The multidimensional projects of the National Research Laboratory for Conservation of Cultural Property (NRLC) are carried out by three programmatic ways. Striving to build capacity in the conservation field is central to the department's mission and values. We achieve this through dissemination of our work to the profession, engagement and communication with colleagues, partners, and stakeholders, and through capacity-building and training activities.
The NRLC is a proponent of a values-based approach to conservation. Thus projects commence with determining the full range of values—including material, historical, social, and cultural values—that make the place significant, then policies and actions are developed that conserve these values.
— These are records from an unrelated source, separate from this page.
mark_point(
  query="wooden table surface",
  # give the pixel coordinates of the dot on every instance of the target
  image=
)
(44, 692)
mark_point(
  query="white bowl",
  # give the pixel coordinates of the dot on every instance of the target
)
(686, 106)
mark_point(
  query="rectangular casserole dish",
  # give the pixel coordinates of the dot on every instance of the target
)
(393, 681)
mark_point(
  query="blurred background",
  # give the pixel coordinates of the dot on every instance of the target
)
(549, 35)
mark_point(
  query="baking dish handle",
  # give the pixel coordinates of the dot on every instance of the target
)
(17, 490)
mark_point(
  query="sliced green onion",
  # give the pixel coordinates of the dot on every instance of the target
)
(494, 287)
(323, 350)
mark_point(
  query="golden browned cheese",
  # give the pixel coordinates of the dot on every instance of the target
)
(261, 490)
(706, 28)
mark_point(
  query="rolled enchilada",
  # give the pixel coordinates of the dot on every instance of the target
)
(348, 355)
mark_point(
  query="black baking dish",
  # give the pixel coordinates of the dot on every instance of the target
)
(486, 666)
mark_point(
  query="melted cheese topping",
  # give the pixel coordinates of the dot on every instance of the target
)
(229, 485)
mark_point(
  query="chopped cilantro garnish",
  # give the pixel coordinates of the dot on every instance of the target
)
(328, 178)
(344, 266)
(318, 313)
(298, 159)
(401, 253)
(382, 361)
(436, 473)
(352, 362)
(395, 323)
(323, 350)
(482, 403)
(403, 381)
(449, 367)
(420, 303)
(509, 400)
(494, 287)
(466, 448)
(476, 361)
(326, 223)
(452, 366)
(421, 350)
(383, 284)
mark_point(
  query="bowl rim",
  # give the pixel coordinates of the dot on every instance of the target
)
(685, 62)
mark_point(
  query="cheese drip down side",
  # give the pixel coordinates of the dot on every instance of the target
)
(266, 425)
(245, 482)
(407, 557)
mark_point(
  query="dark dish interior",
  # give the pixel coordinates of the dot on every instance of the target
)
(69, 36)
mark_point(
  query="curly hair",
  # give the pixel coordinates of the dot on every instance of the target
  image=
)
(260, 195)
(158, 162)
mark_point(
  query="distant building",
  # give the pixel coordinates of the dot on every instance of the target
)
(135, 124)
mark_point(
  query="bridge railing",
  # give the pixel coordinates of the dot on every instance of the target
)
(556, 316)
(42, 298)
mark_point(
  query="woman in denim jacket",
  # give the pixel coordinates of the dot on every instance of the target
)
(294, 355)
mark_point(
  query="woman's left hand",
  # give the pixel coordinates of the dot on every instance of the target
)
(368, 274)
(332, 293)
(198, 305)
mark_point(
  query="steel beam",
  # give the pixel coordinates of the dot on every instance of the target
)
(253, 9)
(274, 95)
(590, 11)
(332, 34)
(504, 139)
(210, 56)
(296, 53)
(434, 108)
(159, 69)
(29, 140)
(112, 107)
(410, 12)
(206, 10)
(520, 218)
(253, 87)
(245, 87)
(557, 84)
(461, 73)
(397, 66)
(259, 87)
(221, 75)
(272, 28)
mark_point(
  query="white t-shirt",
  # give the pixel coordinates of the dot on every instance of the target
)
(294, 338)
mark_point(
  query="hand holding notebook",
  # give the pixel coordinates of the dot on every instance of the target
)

Work generally begins with a feasibility study during which the conceptual and practical parameters of the project are evaluated. Projects are then designed in cooperation with partners and implemented according to a phased work plan.
While projects vary in their nature, emphasis, complexity, and scope, all adhere to a consistent methodology that includes documentation and recording, diagnostic research, investigation and assessment, the development and testing of conservation treatments and strategies, implementation, and dissemination and training.
Our work promotes a multidisciplinary approach, bringing together specialists from the arts and sciences to exchange ideas and develop creative and sustainable solutions for preserving our cultural heritage.
Project teams consist of NRLC staff, representatives of partner organizations, and consultants representing a wide range of disciplines. Current project teams include archaeologists, conservators, engineers, architects, architectural historians, biologists, chemists, curators, museum administrators, and site managers.